Hey Steve,
Reaching out regarding the same issue of syslog containing "auditd dispatch error (pipe full) event lost messages".
Post excluding the default events(LOGIN, USER_START etc) mentioned in our previous chat, there has been a significant drop in the log volume and hence I was expecting these error messages to be resolved.
But unfortunately, even after increasing the dispatcher queue size(q_depth) and changing disp_qos to become lossless , I am still seeing mentions of these pipe full errors in my syslog.
The surprising thing is if I try to take a look at the events/keys causing this issue, there doesn't seem to be a lot of events for messages to be dropped.
Ex- Using the command "aureport --summary -ts <start time of dropped messages start reported in syslog > -te < end time
of dropped messages end reported in syslog > -i (-x/-u/--key)", the total events are around 2000 during this time period. The dispatcher queue size is close to 25,000, So I am not really sure why the dispatcher is unable to handle these messages. The queue size is sufficient enough to handle 10x the total events being seen.
Some other theoretical questions I had surrounding this are:
- The audit daemon picks events from the kernel buffer and sends it to the dispatcher buffer. Who writes these logs to /var/log/audit.log - is it the daemon or the dispatcher? And also, are the total events reported in /var/log/audit.log inclusive of the dropped events reported in syslog or exclusive? i.e is it possible that all the events have been recorded in audit.log but syslog has an issue in keeping up with the events as it is the only plugin that is being used by the dispatcher.

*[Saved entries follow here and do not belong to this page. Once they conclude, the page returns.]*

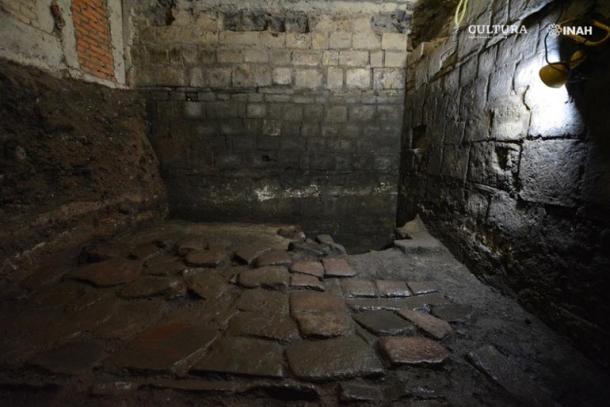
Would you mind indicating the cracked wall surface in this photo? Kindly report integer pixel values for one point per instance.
(80, 39)
(514, 175)
(301, 100)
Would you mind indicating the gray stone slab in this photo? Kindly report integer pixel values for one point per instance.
(313, 268)
(248, 253)
(395, 304)
(422, 287)
(145, 251)
(507, 374)
(191, 244)
(151, 286)
(164, 265)
(305, 281)
(308, 247)
(392, 288)
(115, 271)
(335, 267)
(71, 359)
(385, 323)
(333, 359)
(165, 348)
(243, 356)
(359, 392)
(205, 284)
(324, 324)
(264, 302)
(274, 277)
(315, 302)
(274, 258)
(131, 318)
(421, 244)
(432, 325)
(277, 327)
(414, 350)
(207, 258)
(453, 312)
(358, 288)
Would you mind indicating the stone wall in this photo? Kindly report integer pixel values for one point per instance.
(511, 174)
(75, 164)
(285, 111)
(81, 39)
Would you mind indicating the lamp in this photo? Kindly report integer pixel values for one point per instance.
(556, 74)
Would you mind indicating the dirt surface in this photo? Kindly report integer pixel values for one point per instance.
(252, 315)
(75, 163)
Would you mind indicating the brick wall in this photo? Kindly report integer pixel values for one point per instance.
(93, 41)
(514, 175)
(23, 10)
(80, 39)
(284, 115)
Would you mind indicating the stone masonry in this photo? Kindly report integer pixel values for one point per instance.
(263, 114)
(511, 174)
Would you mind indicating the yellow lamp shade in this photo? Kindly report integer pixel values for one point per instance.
(555, 75)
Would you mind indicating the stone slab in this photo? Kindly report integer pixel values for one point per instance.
(108, 273)
(313, 268)
(274, 277)
(419, 245)
(315, 302)
(151, 286)
(307, 247)
(507, 374)
(306, 282)
(191, 244)
(335, 267)
(250, 252)
(395, 304)
(71, 359)
(145, 251)
(385, 323)
(333, 359)
(432, 325)
(264, 302)
(276, 327)
(453, 312)
(207, 258)
(164, 265)
(358, 288)
(324, 324)
(422, 287)
(392, 288)
(205, 284)
(274, 258)
(359, 392)
(413, 350)
(102, 251)
(164, 348)
(243, 356)
(131, 318)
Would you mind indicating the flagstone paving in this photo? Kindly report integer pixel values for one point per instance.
(189, 314)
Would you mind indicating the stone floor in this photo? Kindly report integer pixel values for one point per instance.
(247, 315)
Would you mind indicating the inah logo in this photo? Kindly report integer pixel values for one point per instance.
(555, 30)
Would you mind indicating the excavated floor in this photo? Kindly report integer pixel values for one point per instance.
(255, 315)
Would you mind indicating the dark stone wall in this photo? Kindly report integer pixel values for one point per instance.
(287, 115)
(512, 175)
(75, 163)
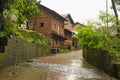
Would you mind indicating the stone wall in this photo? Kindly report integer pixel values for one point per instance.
(18, 50)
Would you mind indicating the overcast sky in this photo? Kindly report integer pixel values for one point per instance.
(80, 10)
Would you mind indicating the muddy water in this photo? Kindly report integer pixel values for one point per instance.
(70, 66)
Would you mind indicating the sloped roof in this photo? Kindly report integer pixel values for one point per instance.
(51, 11)
(68, 15)
(79, 23)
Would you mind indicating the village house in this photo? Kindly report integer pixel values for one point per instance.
(51, 24)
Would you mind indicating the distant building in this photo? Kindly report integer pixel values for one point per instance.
(68, 30)
(51, 24)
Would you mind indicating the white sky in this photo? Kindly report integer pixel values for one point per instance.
(80, 10)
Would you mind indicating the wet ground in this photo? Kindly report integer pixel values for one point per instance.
(70, 66)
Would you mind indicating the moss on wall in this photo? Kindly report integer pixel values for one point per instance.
(17, 51)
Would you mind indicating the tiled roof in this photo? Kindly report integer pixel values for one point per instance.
(68, 15)
(51, 11)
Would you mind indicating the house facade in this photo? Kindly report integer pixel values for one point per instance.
(50, 24)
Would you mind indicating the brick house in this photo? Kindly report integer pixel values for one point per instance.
(51, 24)
(68, 30)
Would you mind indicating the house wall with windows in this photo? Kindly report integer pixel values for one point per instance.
(51, 24)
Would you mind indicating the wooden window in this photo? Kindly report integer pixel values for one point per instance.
(56, 40)
(41, 24)
(55, 27)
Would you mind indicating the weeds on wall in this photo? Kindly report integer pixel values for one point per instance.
(100, 38)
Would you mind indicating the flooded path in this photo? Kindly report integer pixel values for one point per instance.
(70, 66)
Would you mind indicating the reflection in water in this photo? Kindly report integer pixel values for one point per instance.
(71, 77)
(60, 67)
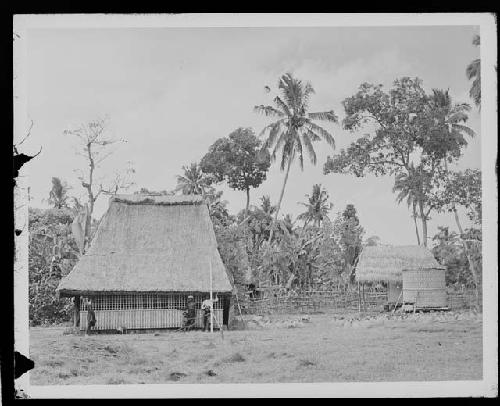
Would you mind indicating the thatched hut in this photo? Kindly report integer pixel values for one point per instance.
(149, 253)
(387, 263)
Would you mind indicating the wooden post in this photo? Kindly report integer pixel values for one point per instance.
(364, 301)
(211, 299)
(359, 299)
(76, 311)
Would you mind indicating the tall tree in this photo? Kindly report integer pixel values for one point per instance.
(95, 147)
(412, 136)
(58, 196)
(317, 207)
(238, 159)
(408, 186)
(464, 189)
(295, 129)
(349, 237)
(473, 73)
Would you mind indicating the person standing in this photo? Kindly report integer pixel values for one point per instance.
(91, 320)
(190, 312)
(207, 307)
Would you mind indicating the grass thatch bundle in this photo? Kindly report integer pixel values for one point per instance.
(386, 262)
(150, 244)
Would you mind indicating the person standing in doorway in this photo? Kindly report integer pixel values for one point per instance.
(207, 307)
(190, 312)
(91, 320)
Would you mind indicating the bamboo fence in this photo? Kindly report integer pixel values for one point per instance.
(319, 301)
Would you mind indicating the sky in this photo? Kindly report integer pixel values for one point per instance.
(171, 92)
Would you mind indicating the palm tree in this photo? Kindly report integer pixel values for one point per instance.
(193, 181)
(317, 207)
(410, 189)
(452, 115)
(266, 206)
(473, 73)
(295, 128)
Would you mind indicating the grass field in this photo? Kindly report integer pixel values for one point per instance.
(324, 348)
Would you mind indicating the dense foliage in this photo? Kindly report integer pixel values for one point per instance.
(239, 160)
(52, 255)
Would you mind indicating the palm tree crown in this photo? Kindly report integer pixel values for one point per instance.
(317, 207)
(453, 116)
(295, 128)
(193, 181)
(473, 73)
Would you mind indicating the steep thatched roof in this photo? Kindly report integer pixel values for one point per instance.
(150, 244)
(386, 263)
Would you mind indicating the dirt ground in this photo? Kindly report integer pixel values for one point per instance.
(315, 348)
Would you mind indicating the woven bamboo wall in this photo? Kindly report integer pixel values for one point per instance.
(394, 292)
(425, 287)
(143, 311)
(142, 319)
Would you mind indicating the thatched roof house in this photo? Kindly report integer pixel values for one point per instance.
(386, 262)
(153, 247)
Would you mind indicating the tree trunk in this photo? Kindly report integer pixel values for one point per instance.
(472, 267)
(416, 225)
(280, 199)
(424, 225)
(248, 201)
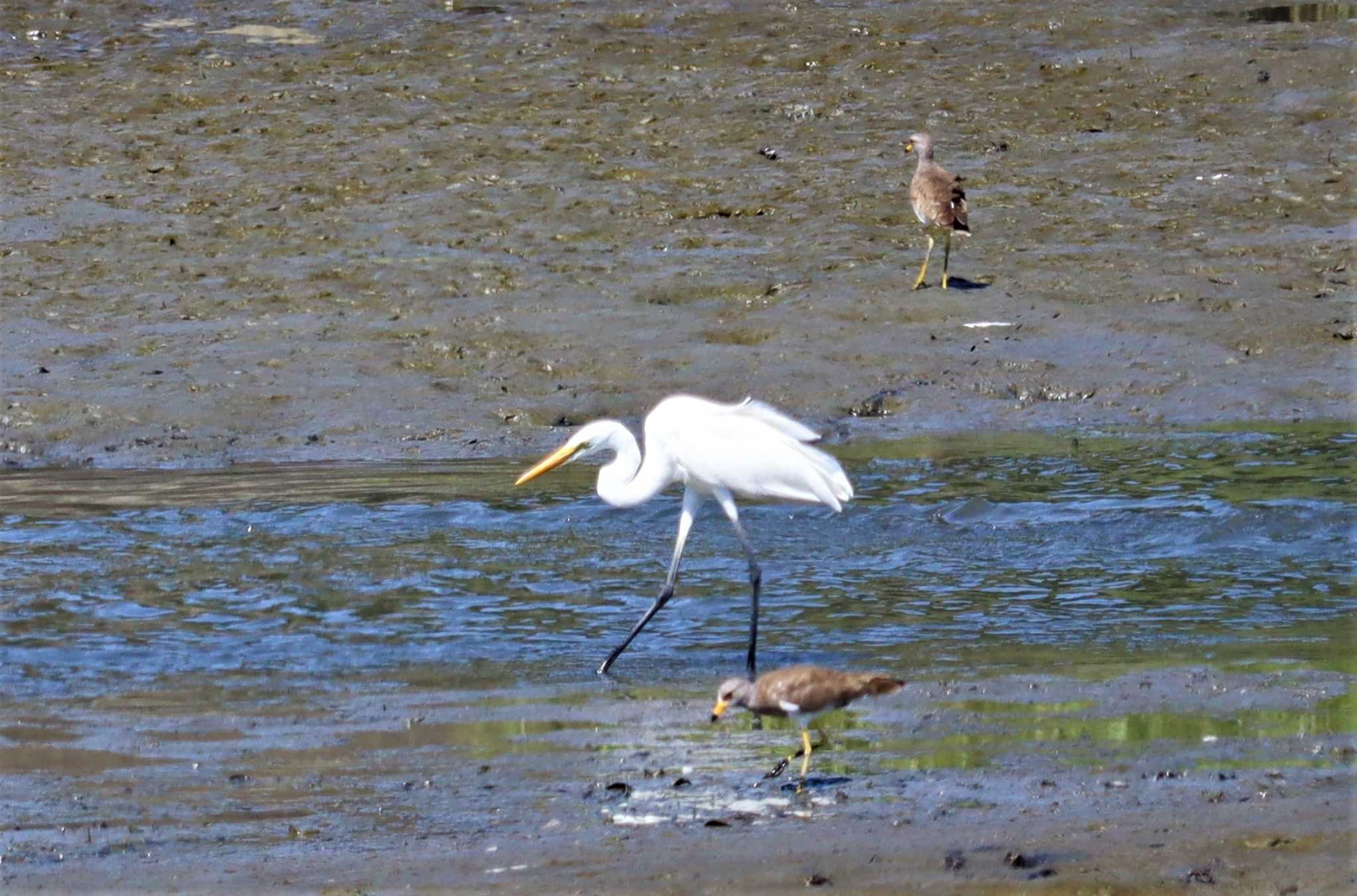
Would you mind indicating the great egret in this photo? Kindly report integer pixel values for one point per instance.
(718, 450)
(801, 691)
(938, 201)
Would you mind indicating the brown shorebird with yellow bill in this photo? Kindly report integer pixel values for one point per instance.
(801, 691)
(938, 201)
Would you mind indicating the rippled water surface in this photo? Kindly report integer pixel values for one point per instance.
(955, 556)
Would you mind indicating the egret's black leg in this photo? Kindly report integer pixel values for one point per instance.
(782, 764)
(728, 503)
(691, 501)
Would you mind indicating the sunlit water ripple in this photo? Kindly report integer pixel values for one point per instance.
(949, 554)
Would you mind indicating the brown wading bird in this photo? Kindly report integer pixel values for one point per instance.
(938, 201)
(801, 691)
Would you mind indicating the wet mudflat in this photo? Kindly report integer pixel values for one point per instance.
(265, 230)
(1129, 663)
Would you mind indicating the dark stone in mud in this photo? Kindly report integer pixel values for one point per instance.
(1201, 876)
(879, 406)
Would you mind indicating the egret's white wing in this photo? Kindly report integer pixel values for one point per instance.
(745, 449)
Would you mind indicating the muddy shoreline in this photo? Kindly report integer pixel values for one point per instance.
(414, 787)
(264, 235)
(261, 234)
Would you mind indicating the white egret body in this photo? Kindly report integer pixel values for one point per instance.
(718, 450)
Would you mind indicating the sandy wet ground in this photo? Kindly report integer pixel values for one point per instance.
(273, 232)
(1169, 778)
(288, 230)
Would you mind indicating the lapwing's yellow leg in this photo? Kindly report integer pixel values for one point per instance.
(805, 760)
(946, 254)
(923, 272)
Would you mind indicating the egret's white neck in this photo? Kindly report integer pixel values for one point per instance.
(626, 481)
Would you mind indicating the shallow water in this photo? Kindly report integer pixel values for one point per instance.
(274, 660)
(954, 556)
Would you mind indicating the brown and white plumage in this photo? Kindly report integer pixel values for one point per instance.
(801, 691)
(938, 201)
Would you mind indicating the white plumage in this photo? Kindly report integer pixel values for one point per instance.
(720, 450)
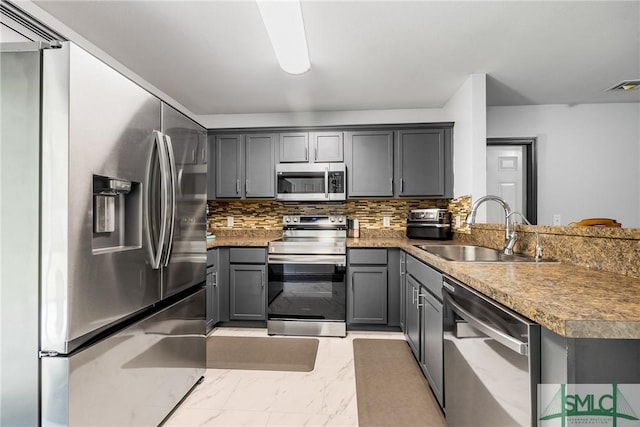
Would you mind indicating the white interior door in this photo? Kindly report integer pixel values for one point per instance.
(506, 177)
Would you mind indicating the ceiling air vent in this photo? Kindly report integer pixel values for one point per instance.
(626, 85)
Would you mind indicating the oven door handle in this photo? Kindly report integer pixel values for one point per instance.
(339, 260)
(508, 341)
(326, 183)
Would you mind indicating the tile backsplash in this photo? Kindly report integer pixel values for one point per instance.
(267, 214)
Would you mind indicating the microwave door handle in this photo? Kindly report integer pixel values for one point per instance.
(500, 337)
(326, 183)
(172, 180)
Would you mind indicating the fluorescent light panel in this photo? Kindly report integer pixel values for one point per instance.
(283, 21)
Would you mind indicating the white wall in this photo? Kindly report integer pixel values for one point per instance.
(467, 108)
(44, 17)
(588, 158)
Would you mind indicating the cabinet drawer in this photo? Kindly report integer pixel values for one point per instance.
(427, 276)
(368, 256)
(247, 255)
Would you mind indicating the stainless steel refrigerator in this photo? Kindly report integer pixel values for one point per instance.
(103, 253)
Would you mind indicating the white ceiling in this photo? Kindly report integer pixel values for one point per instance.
(214, 57)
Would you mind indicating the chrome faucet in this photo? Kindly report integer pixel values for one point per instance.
(509, 236)
(538, 250)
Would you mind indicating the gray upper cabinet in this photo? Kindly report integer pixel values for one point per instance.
(229, 154)
(423, 163)
(260, 166)
(369, 159)
(311, 147)
(327, 146)
(245, 166)
(294, 147)
(211, 168)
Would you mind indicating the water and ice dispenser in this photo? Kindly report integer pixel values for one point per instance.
(117, 214)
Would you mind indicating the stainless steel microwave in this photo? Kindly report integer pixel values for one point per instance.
(311, 182)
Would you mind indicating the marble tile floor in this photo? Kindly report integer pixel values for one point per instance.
(325, 396)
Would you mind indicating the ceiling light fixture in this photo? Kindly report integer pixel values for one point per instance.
(283, 21)
(626, 85)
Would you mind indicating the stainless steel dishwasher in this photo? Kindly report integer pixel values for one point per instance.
(491, 361)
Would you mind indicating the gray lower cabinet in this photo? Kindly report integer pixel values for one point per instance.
(423, 321)
(369, 160)
(367, 295)
(423, 159)
(245, 166)
(247, 284)
(367, 290)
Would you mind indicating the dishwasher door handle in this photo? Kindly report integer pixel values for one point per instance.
(508, 341)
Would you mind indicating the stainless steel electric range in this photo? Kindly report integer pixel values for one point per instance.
(307, 277)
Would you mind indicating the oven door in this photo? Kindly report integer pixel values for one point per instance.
(307, 288)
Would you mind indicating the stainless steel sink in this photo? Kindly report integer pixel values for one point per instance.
(470, 253)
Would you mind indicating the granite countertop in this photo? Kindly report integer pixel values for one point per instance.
(572, 301)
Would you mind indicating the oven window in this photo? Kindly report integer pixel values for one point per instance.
(303, 291)
(302, 183)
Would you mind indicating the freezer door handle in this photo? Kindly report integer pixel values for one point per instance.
(155, 250)
(171, 179)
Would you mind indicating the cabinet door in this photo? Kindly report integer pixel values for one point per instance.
(211, 168)
(367, 295)
(260, 166)
(327, 146)
(420, 163)
(294, 147)
(369, 159)
(247, 292)
(229, 166)
(431, 342)
(412, 315)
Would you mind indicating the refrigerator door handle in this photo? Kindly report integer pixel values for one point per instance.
(172, 179)
(159, 148)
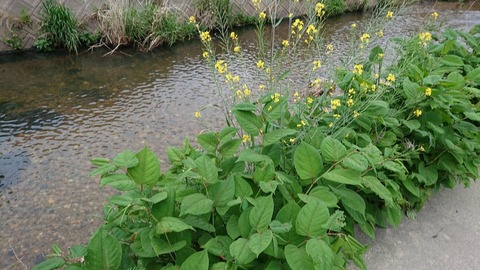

- Is there a way to find out what is the total number of events dropped by the dispatcher?
- In auditd v3+, the daemon itself handles dispatching capabilities. So, what does q_depth refer to in this scenario?
- In the man pages for different distros for disp_qos the following statement is common - "
There is a 128k buffer between the audit daemon and dispatcher." But different distros seem to have different default values for q_depth ranging from 80 to 1200. How is it possible that these numbers vary but the size of the buffer remains 128k.